When allocating parenting time, the court considers all relevant factors, including but not limited to the following under 750 ILCS 5/602.7:

  1. The wishes of each parent seeking parenting time
  2. The wishes of the child, taking into account the child’s maturity and ability to express reasoned and independent preferences
  3. The amount of time each parent spent performing caretaking functions during the 24 months before the case was filed
  4. Any prior agreements or course of conduct between the parents
  5. The child’s relationship with parents, siblings, and others who significantly affect the child
  6. The child’s adjustment to home, school, and community
  7. The mental and physical health of all individuals involved
  8. The child’s needs
  9. The distance between the parents’ residences and the ability to cooperate
  10. Whether a restriction on parenting time is appropriate
  11. Any history of physical violence or threats of violence
  12. Each parent’s willingness and ability to put the child’s needs first
  13. Each parent’s willingness to encourage a close relationship with the other parent
  14. Any abuse involving the child or household members
  15. Whether either parent is a convicted sex offender
  16. The terms of a parent’s military family-care plan, if applicable
  17. Any other factor the court finds relevant

What Happens If Parents Agree?

If parents reach an agreement on parenting time, they may enter into a Parental Allocation Agreement (PAJ). This written plan outlines how parenting time will be divided and must be entered with the court.

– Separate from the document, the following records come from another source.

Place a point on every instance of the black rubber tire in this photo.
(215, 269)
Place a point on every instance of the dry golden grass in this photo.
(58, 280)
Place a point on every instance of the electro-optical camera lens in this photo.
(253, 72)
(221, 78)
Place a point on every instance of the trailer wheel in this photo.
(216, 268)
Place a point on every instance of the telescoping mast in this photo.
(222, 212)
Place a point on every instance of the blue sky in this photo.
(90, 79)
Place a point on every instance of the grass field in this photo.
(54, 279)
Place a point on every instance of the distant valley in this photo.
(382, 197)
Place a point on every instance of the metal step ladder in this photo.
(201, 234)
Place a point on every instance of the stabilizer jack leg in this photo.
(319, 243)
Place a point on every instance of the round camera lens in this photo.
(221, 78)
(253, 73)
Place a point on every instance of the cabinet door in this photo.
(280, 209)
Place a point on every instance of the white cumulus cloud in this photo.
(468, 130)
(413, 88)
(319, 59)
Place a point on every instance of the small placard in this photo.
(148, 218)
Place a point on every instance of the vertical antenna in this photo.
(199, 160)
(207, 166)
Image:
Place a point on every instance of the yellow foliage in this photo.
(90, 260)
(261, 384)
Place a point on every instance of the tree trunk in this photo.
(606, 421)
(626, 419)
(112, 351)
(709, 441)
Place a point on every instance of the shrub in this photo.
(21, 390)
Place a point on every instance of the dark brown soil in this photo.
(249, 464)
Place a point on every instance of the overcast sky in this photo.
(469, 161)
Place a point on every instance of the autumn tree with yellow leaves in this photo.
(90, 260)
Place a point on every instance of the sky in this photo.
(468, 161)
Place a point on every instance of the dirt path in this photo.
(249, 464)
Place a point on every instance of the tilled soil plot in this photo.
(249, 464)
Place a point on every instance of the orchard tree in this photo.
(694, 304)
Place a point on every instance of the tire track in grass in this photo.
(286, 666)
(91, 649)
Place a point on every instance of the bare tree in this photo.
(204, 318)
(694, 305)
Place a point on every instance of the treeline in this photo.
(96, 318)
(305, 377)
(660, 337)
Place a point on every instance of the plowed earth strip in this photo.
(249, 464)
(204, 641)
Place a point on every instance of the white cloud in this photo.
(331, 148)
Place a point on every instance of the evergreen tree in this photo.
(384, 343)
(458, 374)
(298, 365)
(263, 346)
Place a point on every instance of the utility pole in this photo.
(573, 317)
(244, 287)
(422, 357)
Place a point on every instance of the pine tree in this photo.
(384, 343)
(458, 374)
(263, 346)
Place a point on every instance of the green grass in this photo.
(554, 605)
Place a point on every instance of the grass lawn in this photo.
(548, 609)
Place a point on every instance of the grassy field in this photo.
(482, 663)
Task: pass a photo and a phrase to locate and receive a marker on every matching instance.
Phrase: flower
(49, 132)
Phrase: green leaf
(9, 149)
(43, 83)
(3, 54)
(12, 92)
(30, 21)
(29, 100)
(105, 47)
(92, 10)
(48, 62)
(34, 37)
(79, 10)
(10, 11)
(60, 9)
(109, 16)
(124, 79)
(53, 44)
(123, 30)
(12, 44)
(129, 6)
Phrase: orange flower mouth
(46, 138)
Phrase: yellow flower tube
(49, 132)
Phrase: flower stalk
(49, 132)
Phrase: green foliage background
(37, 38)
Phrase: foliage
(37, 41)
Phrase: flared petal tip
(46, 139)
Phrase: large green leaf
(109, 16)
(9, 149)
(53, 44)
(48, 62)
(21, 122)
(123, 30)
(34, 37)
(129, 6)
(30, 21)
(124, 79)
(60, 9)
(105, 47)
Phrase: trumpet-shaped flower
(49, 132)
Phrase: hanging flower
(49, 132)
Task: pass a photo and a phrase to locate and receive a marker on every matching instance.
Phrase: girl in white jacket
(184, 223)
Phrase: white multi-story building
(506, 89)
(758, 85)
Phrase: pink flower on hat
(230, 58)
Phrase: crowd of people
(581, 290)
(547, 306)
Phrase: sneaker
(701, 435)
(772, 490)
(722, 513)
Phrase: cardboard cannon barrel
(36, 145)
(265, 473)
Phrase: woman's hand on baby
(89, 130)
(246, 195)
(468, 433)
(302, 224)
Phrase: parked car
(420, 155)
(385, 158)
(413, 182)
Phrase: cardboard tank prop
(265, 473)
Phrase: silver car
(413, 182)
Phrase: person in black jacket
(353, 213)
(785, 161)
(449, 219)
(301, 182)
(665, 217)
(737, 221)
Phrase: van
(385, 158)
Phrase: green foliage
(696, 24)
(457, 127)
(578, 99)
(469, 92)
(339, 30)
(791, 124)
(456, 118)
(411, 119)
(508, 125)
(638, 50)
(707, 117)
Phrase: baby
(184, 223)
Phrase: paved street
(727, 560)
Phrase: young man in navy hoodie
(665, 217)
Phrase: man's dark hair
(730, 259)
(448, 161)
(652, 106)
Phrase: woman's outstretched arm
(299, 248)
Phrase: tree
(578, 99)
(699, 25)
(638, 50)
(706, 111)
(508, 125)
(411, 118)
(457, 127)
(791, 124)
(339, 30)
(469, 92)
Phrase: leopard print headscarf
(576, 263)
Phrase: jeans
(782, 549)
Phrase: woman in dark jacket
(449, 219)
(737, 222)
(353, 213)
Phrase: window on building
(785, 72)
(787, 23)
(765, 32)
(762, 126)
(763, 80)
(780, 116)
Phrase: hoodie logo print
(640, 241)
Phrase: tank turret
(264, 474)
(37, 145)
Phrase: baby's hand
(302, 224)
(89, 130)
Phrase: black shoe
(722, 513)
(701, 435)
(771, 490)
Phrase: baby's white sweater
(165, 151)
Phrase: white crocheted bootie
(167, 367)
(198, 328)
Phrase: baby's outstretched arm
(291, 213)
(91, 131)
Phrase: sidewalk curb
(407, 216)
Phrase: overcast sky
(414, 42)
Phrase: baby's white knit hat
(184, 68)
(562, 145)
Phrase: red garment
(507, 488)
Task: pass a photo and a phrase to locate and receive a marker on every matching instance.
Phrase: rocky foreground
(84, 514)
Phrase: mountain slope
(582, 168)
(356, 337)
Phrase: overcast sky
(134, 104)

What Happens If Parents Cannot Agree?

If the parents are unable to reach an agreement, the court will decide after a hearing. During that process, the judge will review evidence, testimony, and any professional recommendations to determine what arrangement serves the child’s best interests.

How Does a Child Express Their Preference to the Court?

Depending on the child’s age and the facts of the case, a child’s wishes may be communicated to the court in several ways:

  1. Interviews with the Judge

A judge may speak directly with the child in chambers, outside the presence of the parents, to provide a more comfortable and private environment.

  1. Child Representative or Guardian ad Litem (GAL)

The court may appoint a Child Representative or GAL, an attorney tasked with investigating the case and making recommendations based on the child’s best interests. Their input often carries significant weight.

  1. Professional Evaluations

In some cases, the court may order psychological or mental health evaluations to assess the child’s emotional well-being. These evaluations can provide insight into the child’s needs, concerns, and preferences.

Will the Court Grant the Child’s Request?

In most cases, no. While a child’s wishes may be considered, they are rarely the deciding factor. Courts are cautious because children may not fully understand the long-term impact of their choice or may be influenced by pressure from a parent or other individuals.

What If a Child Refuses to Visit a Parent?

If there is an entered parenting plan, both parents must comply with it, even if the child resists visitation. A child’s refusal may indicate that the current parenting plan is no longer working.

Under 750 ILCS 5/610.5, a parenting plan may be modified. Parents should document incidents of refusal and consult with an attorney promptly.

Possible solutions may include:

  • Therapy or counseling
  • Appointment of a Child Representative or GAL
  • Further court involvement to address underlying issues

Courts recognize that parenting is complex and that a child’s emotions matter. The goal is not punishment, but to identify and resolve the root cause of the issue in a way that supports the child’s well-being.